The catalyst for the metallic mining measure is a plan by mining company Gogebic Taconite for a $1.5 billion mine in portions of Iron and Ashland counties in northwestern Wisconsin.
During its first phase, the Gogebic mining site is expected to be about 5 miles long with a 1,500-acre open pit as much as 1,000 feet deep, according to the state's Legislative Fiscal Bureau. The site could grow to about 20 miles long in later phases, the agency said.
The mine, intended to extract the 2.2 billion tons of iron ore available in the area, would be one of the largest in North America, according to Thomas Evans, assistant director of the Wisconsin Geological and Natural History Survey.
"It makes a significant investment and significant commitment in terms of the extraction of that resource, but whether it happens or not, it will be an economic decision by a company," Evans said.
Officials with Cline Resource and Development Group, Gogebic Taconite's parent company, were not immediately available for comment. Cline Resource and Development Group is a privately-held company owned by billionaire Christopher Cline.
The company has said the project could create 700 mining jobs, more than 3,000 construction jobs, and $604 million of total economic benefits annually.
Supporters of the proposed measure say the state's mining regulations have been constraining and the approval process too elongated, creating uncertainty for mining companies.
"A company needs certainty that when they apply for a permit, they will be given a fair shot and a time certain to get an answer," Suder said. "Without that certainty, no company in the world is going to come here and those job opportunities will be completely lost."
Wisconsin's current regulation of mining, like many other U.S. states', is onerous, according to the National Mining Association.
"The infuriating long permit process in the United States is far longer than in competing regions like Canada or Chile or Australia," said Luke Popovich, a spokesman for the mining association.
The bill also allows a mining company and the state's Department of Natural Resources one 60-day extension during the approval process. The provision allows the department and U.S. Army Corps of Engineers to jointly prepare environmental impact statements while allowing mining companies to make changes to a proposal during the approval process.
Under the new law, mining companies will be able to fill wetlands, lakes smaller than two acres and some streams with waste, more than they are allowed to under current regulations.
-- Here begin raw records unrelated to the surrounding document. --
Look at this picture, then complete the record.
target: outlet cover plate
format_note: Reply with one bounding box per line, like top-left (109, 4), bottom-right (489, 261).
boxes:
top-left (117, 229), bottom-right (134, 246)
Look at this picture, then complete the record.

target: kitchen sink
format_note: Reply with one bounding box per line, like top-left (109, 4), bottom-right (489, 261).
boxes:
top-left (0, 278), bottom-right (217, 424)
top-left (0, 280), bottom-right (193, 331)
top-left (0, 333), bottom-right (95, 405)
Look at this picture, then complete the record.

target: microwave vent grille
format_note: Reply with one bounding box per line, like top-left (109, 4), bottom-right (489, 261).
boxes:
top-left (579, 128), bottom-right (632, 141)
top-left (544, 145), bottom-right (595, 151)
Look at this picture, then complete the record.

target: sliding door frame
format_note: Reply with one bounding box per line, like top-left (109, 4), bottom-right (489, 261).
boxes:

"It's extreme, it's one-sided and clearly flawed," said Anne Sayers, program director of the Wisconsin League of Conservation Voters.
She added mining will pose a public health threat by emitting arsenic, lead and mercury, and damage the ground water supply, a source of drinking water for almost 70 percent of Wisconsin citizens.
It also lessens a mining company's environmental liability by removing irrevocable trust requirements, which require mining companies to set aside money to pay for future environmental issues that may arise such as contamination.
The legislation keeps in place the 40 years of long-term care insurance a mining company must carry and a requirement for a reclamation bond to pay to reclaim the mine site.
Senators passed the bill with a 17-16 vote on February 27 after about a dozen public hearings that consisted of more than 70 hours of debate and testimony were held to during the last two years throughout the state.
Senate Republicans failed to pass the bill last year when a Republican lawmaker refused to support the measure.